国家戦略特区の検討方針が18日決まり、関西経済界では、関西が医療分野などの特区に指定され、規制改革が進むことへの期待が高まっている。政府は、年明けにも特区となる地域を指定する考えだが、医療分野などの改革は小幅にとどまるとの観測もあり、経済界は今後の議論を注視していく構えだ。(永田毅)

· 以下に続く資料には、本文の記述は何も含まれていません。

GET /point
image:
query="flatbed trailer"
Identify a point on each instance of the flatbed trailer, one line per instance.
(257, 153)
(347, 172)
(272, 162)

大阪商工会議所の佐藤茂雄(しげたか)会頭は、18日の記者会見で、「医療分野はずっと取り組んでいるので、ぜひ特区に盛り込んでもらうよう努力している」と期待を示した。

関西からの提案で目立つのは、医療や医薬に関する内容だ。

関西には、iPS細胞(人工多能性幹細胞)など世界最先端の研究を進める大学や企業が集積しているうえ、大型放射光施設「SPring—8(スプリング8)」(兵庫県佐用町)など研究に欠かせない機器や施設が充実している。

このため、関西経済連合会は、再生医療技術の確立や画期的な薬の開発に向けて、スプリング8などの施設を柔軟に利用できるよう規制の緩和を求めた。

関経連は、医療分野の研究開発や産業化の司令塔となる「日本版NIH」の中核機能を関西に設置することも求めている。米国立衛生研究所(NIH)をモデルに、中央省庁の縦割りを排して競争力強化を進める構想で、政府内で具体化に向けた検討が進んでいる。

関西経済界が国家戦略特区に期待するのは、大胆な規制緩和や税制の優遇措置などが地域の経済成長につながるとみているためだ。関西が強みを持つ医療・医薬分野を伸ばし、さらに幅広い健康関連商品などに拡大していきたい考えだ。

関経連は、関西の将来像を首都圏と並び立つ「日本の双発エンジンとしてリードする」(森詳介会長)と位置づけており、JR大阪駅北側の「うめきた」を拠点に国内外からヒトやモノを呼び込む計画も提案した。地権者の企業などが資金を出して地域の環境改善に取り組むまちづくり制度(BID制度)の全国初の導入も求めている。

現時点では、どの提案がどこまで採用されるかは予断を許さない。政府の検討方針では、特区での病床の新設・増床容認は「検討する」にとどまり、医療分野での規制改革は力強さに欠けている。むしろ、東京五輪を念頭に都心のマンションや高層ビルの開発を促す容積率や土地利用規制の緩和といった内容が目立つ。関西経済界は、医療分野が、日本経済の成長にとって重要であると政府に強く訴えていく必要がありそうだ。